To be honest, what I don't like about this is that it once again operates on the character level. I feel this brings us back to all the issues we had with the C preprocessor and, in addition, makes any IDE analysis/assistance hard to impossible.
I feel the tool would be more useful if you could process the target language's AST instead. This would result in hygienic macros as well as making the code easier to analyse (and might solve the whitespace problems as well, as a formatter could render the whole tree in the end, after any code generation was already applied)
There is a big difference between Cog and the C preprocessor -- the generated code actually lives within the file, and your IDE / type checker / linter will process it. Sure, they aren't hygienic, but for lightweight macros (which, in non lisps, is the majority of the macros people write imo) hygiene isn't a must-have.
I have found Cog to be very helpful while writing Rust code.
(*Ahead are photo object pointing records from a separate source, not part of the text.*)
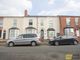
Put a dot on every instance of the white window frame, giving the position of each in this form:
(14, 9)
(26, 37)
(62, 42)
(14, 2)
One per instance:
(76, 21)
(68, 21)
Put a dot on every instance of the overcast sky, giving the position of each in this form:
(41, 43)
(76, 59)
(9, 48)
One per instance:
(39, 7)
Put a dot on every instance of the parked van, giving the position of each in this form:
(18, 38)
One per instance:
(24, 39)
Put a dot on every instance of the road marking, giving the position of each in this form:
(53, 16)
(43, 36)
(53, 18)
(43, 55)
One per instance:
(68, 56)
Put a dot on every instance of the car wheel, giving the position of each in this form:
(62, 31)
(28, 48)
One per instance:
(33, 43)
(11, 44)
(75, 43)
(56, 43)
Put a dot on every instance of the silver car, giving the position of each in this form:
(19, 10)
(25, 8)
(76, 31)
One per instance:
(24, 39)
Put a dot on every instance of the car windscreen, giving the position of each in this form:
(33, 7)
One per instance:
(29, 35)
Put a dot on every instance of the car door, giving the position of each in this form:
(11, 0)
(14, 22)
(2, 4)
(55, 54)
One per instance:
(19, 40)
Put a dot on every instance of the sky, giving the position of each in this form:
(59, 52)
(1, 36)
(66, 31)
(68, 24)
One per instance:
(40, 7)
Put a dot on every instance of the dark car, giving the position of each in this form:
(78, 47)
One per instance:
(63, 41)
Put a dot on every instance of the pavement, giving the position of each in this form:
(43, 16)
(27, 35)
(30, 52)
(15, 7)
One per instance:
(42, 52)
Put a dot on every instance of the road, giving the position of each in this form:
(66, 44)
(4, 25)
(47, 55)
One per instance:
(39, 52)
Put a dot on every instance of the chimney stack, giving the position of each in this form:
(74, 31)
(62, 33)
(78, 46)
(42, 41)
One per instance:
(25, 13)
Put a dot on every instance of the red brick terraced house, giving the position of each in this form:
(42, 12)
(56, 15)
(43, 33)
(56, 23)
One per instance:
(70, 25)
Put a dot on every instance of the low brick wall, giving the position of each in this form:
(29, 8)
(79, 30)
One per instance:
(2, 42)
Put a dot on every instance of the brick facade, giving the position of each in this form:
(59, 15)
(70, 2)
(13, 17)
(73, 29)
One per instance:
(72, 24)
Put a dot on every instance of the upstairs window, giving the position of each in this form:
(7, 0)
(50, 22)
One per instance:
(42, 23)
(14, 23)
(68, 21)
(76, 21)
(30, 22)
(1, 22)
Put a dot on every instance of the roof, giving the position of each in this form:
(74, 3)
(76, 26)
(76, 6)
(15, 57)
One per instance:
(50, 29)
(30, 28)
(14, 28)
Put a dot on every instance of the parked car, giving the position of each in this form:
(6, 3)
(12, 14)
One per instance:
(63, 41)
(24, 39)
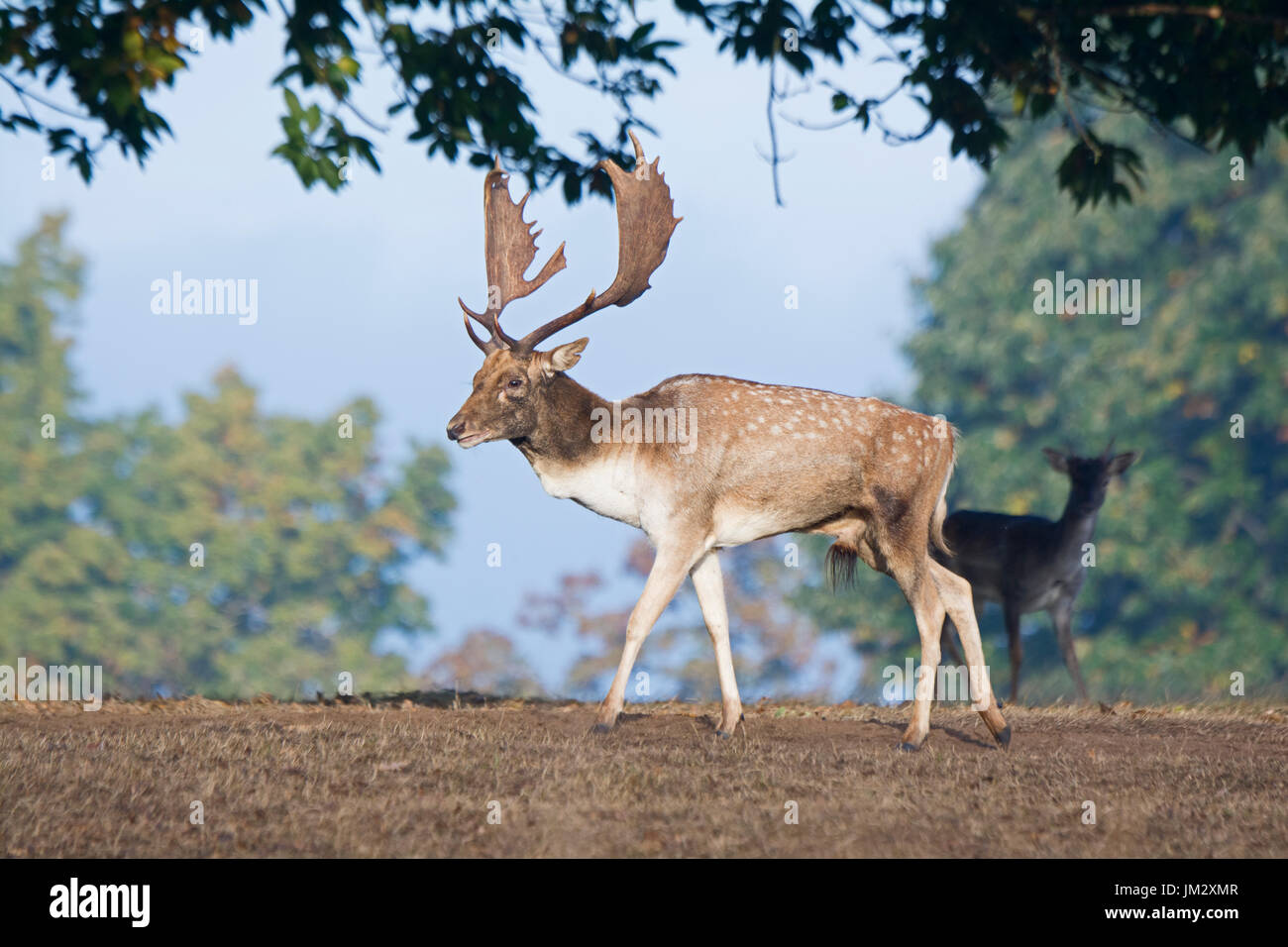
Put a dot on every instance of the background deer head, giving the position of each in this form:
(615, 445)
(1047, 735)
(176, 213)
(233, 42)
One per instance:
(1089, 475)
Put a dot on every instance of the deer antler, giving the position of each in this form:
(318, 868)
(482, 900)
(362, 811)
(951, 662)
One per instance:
(644, 227)
(509, 248)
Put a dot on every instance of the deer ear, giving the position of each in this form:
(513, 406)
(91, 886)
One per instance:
(1122, 462)
(567, 356)
(1056, 460)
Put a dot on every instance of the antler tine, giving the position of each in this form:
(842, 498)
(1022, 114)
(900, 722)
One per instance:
(644, 228)
(492, 344)
(509, 248)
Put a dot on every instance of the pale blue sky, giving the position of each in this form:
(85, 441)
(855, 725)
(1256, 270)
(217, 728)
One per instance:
(357, 291)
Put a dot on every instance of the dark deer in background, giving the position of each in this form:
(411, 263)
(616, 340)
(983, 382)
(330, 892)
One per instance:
(1030, 564)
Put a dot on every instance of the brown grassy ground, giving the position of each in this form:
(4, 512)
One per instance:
(403, 779)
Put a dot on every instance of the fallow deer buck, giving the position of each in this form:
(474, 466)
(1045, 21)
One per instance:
(759, 460)
(1030, 564)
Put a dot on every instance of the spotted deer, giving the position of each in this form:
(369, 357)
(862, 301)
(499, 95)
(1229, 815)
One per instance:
(1030, 564)
(752, 460)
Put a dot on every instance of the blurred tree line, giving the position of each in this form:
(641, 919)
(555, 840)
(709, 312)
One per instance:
(1188, 585)
(228, 553)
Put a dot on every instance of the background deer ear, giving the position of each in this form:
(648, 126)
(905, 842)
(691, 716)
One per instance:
(567, 356)
(1056, 460)
(1122, 462)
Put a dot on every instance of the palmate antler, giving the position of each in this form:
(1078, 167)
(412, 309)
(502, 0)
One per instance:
(644, 227)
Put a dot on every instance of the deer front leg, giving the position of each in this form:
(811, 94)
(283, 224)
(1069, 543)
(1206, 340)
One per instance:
(1061, 616)
(709, 586)
(664, 579)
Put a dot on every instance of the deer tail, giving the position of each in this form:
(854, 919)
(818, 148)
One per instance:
(936, 521)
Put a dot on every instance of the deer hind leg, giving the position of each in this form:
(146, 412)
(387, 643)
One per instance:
(664, 579)
(709, 586)
(945, 642)
(1017, 648)
(928, 611)
(956, 594)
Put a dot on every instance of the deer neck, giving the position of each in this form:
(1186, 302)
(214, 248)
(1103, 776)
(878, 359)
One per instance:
(1078, 521)
(562, 436)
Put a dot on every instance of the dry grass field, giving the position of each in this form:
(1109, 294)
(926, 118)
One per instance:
(416, 777)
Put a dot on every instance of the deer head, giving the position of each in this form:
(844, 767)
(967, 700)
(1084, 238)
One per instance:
(1089, 475)
(513, 389)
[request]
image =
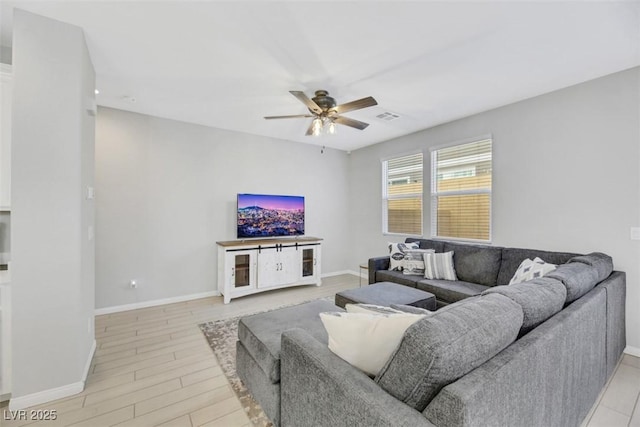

I love Rust, but I'd prefer to write my macros in a different language (like Python). I also find debugging macro expansions to be much more painful than debugging Cog macros.
Maybe I don't understand the nuances here, but I don't see how Cog code isn't hygenic: the Python namespace it operates in has nothing to do with the namespaces in the containing file as a whole. There's no way for names chosen by the Cog -writer to conflict with the names in the larger file.
Rather language-specific, but this is exactly the use case of Lisp's homoiconicity. The language's code and data are structured identically, so you can write code that takes other code as input.
The file containing the code is text. What AST do you mean? Cog doesn't have to understand anything about the structure of the containing file, so it can be used on any text file.
Processing the language’s abstract syntax tree is much less error-prone, for one. C macros (and any other text based macro system, including Cog) can be harder to debug than an AST version. While you could implement something complex, like list comprehensions in Cog, it would be a lot more complex and buggy than the AST-modifying equivalent[0].
That’s probably not what the author (you?) had in mind for Cog, but it is effectively a macro system so tying into the AST could be a big advantage. The only nice part about the text version is that it doesn’t presuppose a host language.
Less error-prone in one sense, more error-prone in another. Any time you have an AST integration, you will run into versioning and integration issues. Consider for example a modern ES6 stack with Babel -- will all your third party tooling recognize the latest syntaxes recognized by Babel? And if so, will it all output AST to text in the correct way? Probably not. Same goes for versioning in languages like Python 2 vs 3 where the AST is only slightly different.
It's much simpler for a tool like this to be "dumb" -- leave the correct syntax to the human, since it's a lot easier for a human to deal with on a one-off basis than to have a group of developers writing and maintaining dozens of AST parsers and code generators.
Given the number of code injection vulnerabilities and escaping confusions we see, I disagree with the assertion that humans are good at understanding code in the same way that parsers are.
Also, any modern IDE already needs to parse the AST anyway to provide any half-decent inspection features. The grammars/specs of most popular languages are also readily available and well-maintained.
On the contrary, if you add search/replace style macro processing, you actually make the code more difficult to formally analyze because, then not even an IDE could build a meaningful AST without actually expanding the macros. (which in this case would mean executing arbitrary python code)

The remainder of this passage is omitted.